Concertations Nationales : Majorité-Opposition : décor de conflictualité

Les préparatifs de futures Concertations Nationales initiées par le Chef de l’Etat et formalisées par « ordonnance » semblent évoluer à double vitesse. D’un côté, la Majorité Présidentielle, avec sa « Sociétés Civile » et sa « Diaspora, n’attend que le go pour répondre à l’appel du présidium collégial confié à Léon Kengo wa Dondo (président du Sénat) et Aubin Minaku (président de l’Assemblée Nationale). Et pour confirmer le bien-fondé et la transparence de la démarche de Joseph Kabila, son « Autorité nationale », la mouture d’un Projet de Règlement Intérieur est même en circulation sous les manteaux. En sus, des compagnes de sensibilisation sont amorcées en direction de l’opinion pour balayer les zones d’ombres que l’on impute au camp adverse.

 

         La ligne de défense de la Majorité Présidentielle s’articule autour du refus d’une « modération » ou d’une « facilitation » internationale, de la remise en question de la légitimité des institutions de la République et de leurs animateurs, de focaliser le débat sur une éventuelle révision constitutionnelle ou un partage des postes de responsabilités dans le style de Sun City ou de la Conférence Nationale Souveraine. Pour cette famille politique, les représentants de la Nation sélectionnés pour ce forum devraient réfléchir ensemble aux voies et moyens de retrouver la cohésion nationale, d’impulser la réforme de l’armée, de la police et des services de renseignements, de booster l’économie nationale, de relancer la production industrielle et agricole, de moderniser les infrastructures de base dans les secteurs des routes, de la santé, de l’éducation, de l’eau potable, de l’électricité, etc. Bref, il est question de faire l’état des lieux en vue de permettre aux Congolais de vivre mieux hier qu’aujourd’hui.

         Mais, de son côté, l’Opposition parlementaire et extraparlementaire, avec ses « Sociétés Civiles » et ses « Diasporas » également, multiplient tantôt des appels au boycott, tantôt à la satisfaction de certains préalables avant sa participation à ce forum national. Ici, l’on n’est pas d’accord avec l’acte de convocation des Concertations Nationales, la structure devant les piloter, les quotas de représentation de leurs différentes « composantes » et « sous-composantes », les matières à discuter, etc. L’on prévient que les Concertations Nationales ne devraient pas ouvrir la voie à la révision des articles verrouillés de la Constitution, à la banalisation de la crise de légitimité au sommet de l’Etat née des fraudes électorales de 2011, à la fuite des responsabilités dans la fragilisation de l’armée, de la police et des services de sécurité, au saupoudrage de la mauvaise gouvernance, à l’oubli d’atteintes aux libertés publiques et individuelles, etc.

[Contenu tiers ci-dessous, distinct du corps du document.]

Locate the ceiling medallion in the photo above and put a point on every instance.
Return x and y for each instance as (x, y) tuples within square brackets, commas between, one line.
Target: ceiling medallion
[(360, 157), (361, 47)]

         Pour plusieurs autres partis de l’Opposition, leurs «Sociétés Civiles» et «Diaspora», le dialogue national est sans objet dès lors qu’il fait table rase sur la «vérité des urnes». Cette question de fond devait être vidée avant toute autre démarche.

Conservation ou conquête du pouvoir

         L’enjeu des Concertations Nationales, au regard des approches de la Majorité Présidentielle et de l’Opposition ainsi que de leurs « Sociétés Civiles » et de « Diasporas » semble se situe davantage au niveau de la conservation ou de la conquête du pouvoir que du besoin de se mettre ensemble, d’échanger et de dégager de nouvelles pistes de cohabitation dans la conduite des affaires nationales. Chaque camp se débat pour ne pas perdre la bataille de la direction des débats, de la majorité numérique et des matières à inscrire à l’ordre du jour.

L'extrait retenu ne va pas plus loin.